Narrative suspense is built out of four parts: reader empathy, impending danger, escalating tension and reader concern – or as i call it: worry.

We create reader empathy by giving your protagonist a goal or objective or an inner struggle that readers can identify with. The more they empathize the better.  Once they care about and identify with a character, readers will be personally invested when they see that character struggling to get what he wants.

We want readers to worry about whether or not the character will succeed.  Readers have to know what the character wants so they know what’s at stake, and they have to know what’s at stake to get engaged in the story. So, to get readers invested in your novel, make it clear what your character desires, what is keeping him from getting it; and what huge, horrible consequences he’ll face if he doesn’t get it.

Suspense builds as danger approaches. Readers experience worry when a character they care about is in peril. This doesn’t have to be a life-and-death situation. Depending on your genre, the threat may involve the character’s physical, psychological, emotional, spiritual or relational well-being. Whatever your genre, show that something terrible is about to happen—then postpone the resolution. That’s how you sustain suspense.

Next week I’ll share some rules for building tension in any story.

Saturday, September 3, 2016

Keep Them in Suspense

Suspense is what keeps people turning the pages, no matter what genre of story it is, and since no one wants a reader to put down their book before the end, this seems like a good topic to explore. We writers love to use that word – suspense – but it might also be thought of as frustration.  The reader wants to know something and the writer keep saying, “I’ll tell you in a minute” and by the time that minute is over the story is done. If you write thrillers or that subgenre we call suspense, the word worry might work better.

I first learned about suspense when read the Tarzan novels.  Edgar Rice Burroughs had an interesting technique for holding his readers’ attention.  After the first book the stories involved Tarzan AND Jane.  They always took off on some adventure, and they always got separated. So you might see Tarzan running thru the jungle – he comes face to face with a lion – the lion roars – he pulls his knife.  The lion jumps at him and…

The chapter ends and we’re following Jane.  She’s lost so she climbs a tree.  She finds herself on the limb with a huge snake.  It gets closer.  She’s about to fall out of the tree.  The snake rises up, about to strike and…

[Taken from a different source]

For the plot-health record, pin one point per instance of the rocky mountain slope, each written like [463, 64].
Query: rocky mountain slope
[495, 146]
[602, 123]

The chapter ends. Suddenly we’re watching Tarzan grapple with the lion. And the whole time we’re watching Tarzan, we’re worrying about Jane. As a kid I found this kind of thing very frustrating – but fun. As an adult I learned that people like to be frustrated this way.
   
More technically, suspense is created by posing a question the reader wants answered.  In my own work i use three different kinds of suspense.  There is “what’s going on here?” suspense.  If you watched the television show Lost, or more recently Colony, you know what that is.  You came back every week trying to figure out what the heck was going on. 

There is also “why is this happening?” suspense.  This is what writers mean when they tell you to start the story in the middle.  Page one opens with someone holding a gun in your hero’s face, saying “This is what happens to people who go poking their noses into my business.” Of course, then the writer has to answer the obvious questions during the action. 

Btw, in my opinion, Stephen King is the best novelist alive and King writes suspense - not horror. Every King novel is a master class on how to write the “why is this happening?” kind of suspense. If you haven’t time to read one of his giant books, Rent the first season of his TV show “Under the Dome.” You’ll get the idea.